The Rubens House in Antwerp is currently hosting a landmark exhibition with portraits of the painter and his relatives. Three of the four Rubens self-portraits known to exist in the world have returned to Rubens' Antwerp home especially for this exhibition.

The Rubens House's Nele Vervoort: "In Rubens' age many painters weren't too impressed by portrait painting. It was seen as a slightly inferior activity within the hierarchy of painting because it didn't involve own invention, but was 'merely' a copy of reality. Rubens wasn't a very prolific portrait painter. Only four portraits of Rubens are known to exist today. Compare that to the 40-odd self-portraits made by the Dutch painter Rembrandt! Three of Rubens' self-portraits have returned to Antwerp especially for this exhibition. The fourth is in the Uffizi Gallery in Florence. It is painted on several panels and was in a too delicate state to travel."

The Rubens House is a very special location. It is a museum in the mansion that Rubens himself built in the centre of Antwerp. Here you can see his own studio, the studio employed by his pupils and also the room where he showed off his works to potential clients.

Nele Vervoort explains that it was exactly this location that encouraged museums abroad to allow their works to travel to Antwerp: "The exhibition includes a self-portrait belonging to the royal collection of Britain's Queen Elizabeth. The Rubens self-portrait owned by the Rubens House was restored at the National Gallery in London, England, especially for the present exhibition. A self-portrait by Rubens from the Vienna Museum of Art History completes the set of three. This is the portrait that shows an older Rubens. He painted it two years before his death in 1640."

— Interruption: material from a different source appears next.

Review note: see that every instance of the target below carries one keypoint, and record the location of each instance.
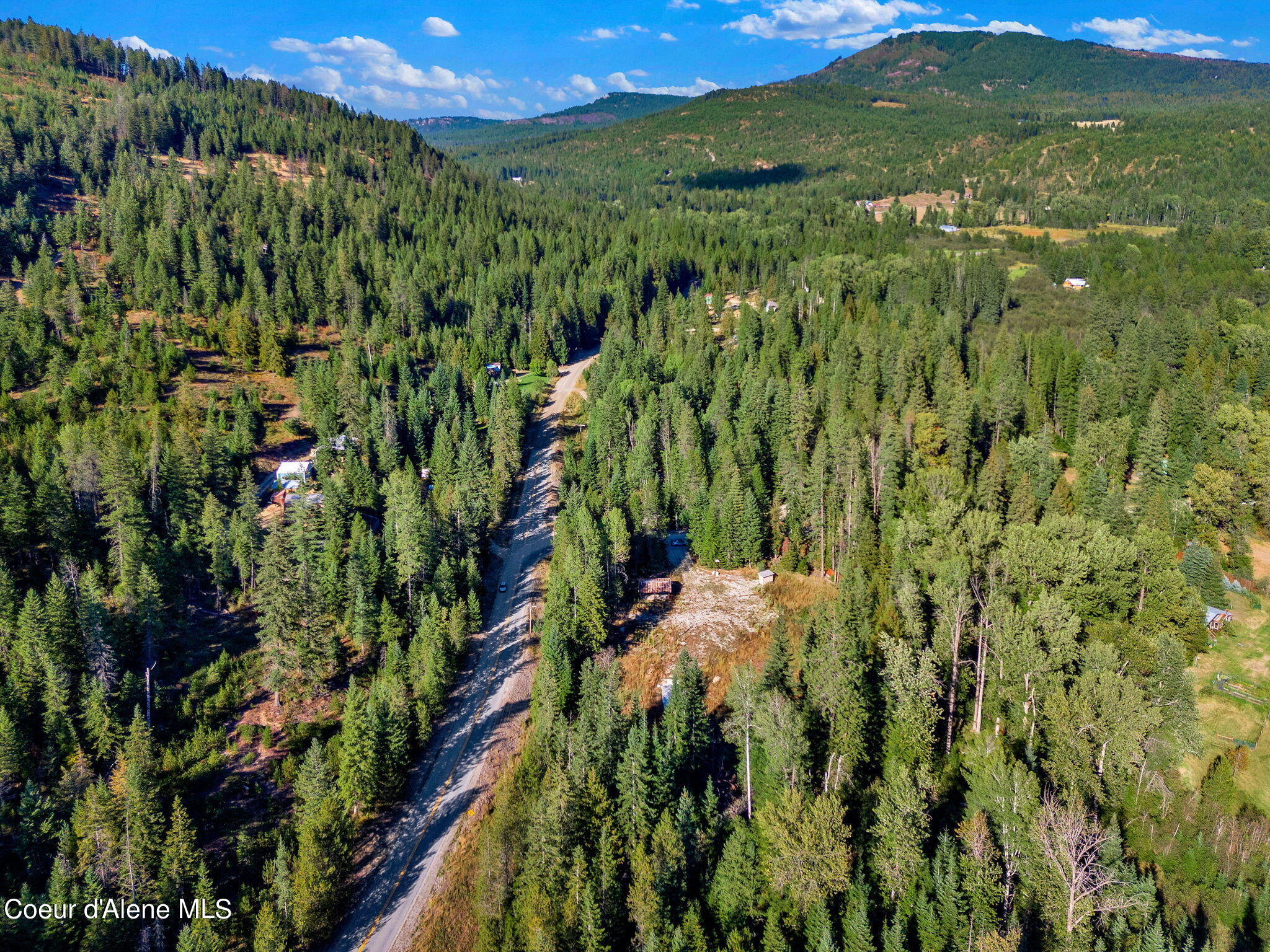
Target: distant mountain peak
(978, 64)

The Rubens House's Nele Vervoort: "In these pictures we see that Rubens does not depict himself as a painter. This isn't a man with a paint brush in his hand. He shows himself to be the gentleman that he was: the prosperous master of an important painter's studio with countless artists working for him. Rubens was of course more than a painter. He served as the envoy of the Archdukes Albert and Isabella, who ruled the Spanish Netherlands. As a painter he had access to the royal courts of Europe and his presence did not immediately raise suspicion."

Royal Collection Trust / © Her Majesty Queen Elizabeth II 2013

‘Rubens in Private’ runs at the Rubens House in Antwerp until 28 June 2015.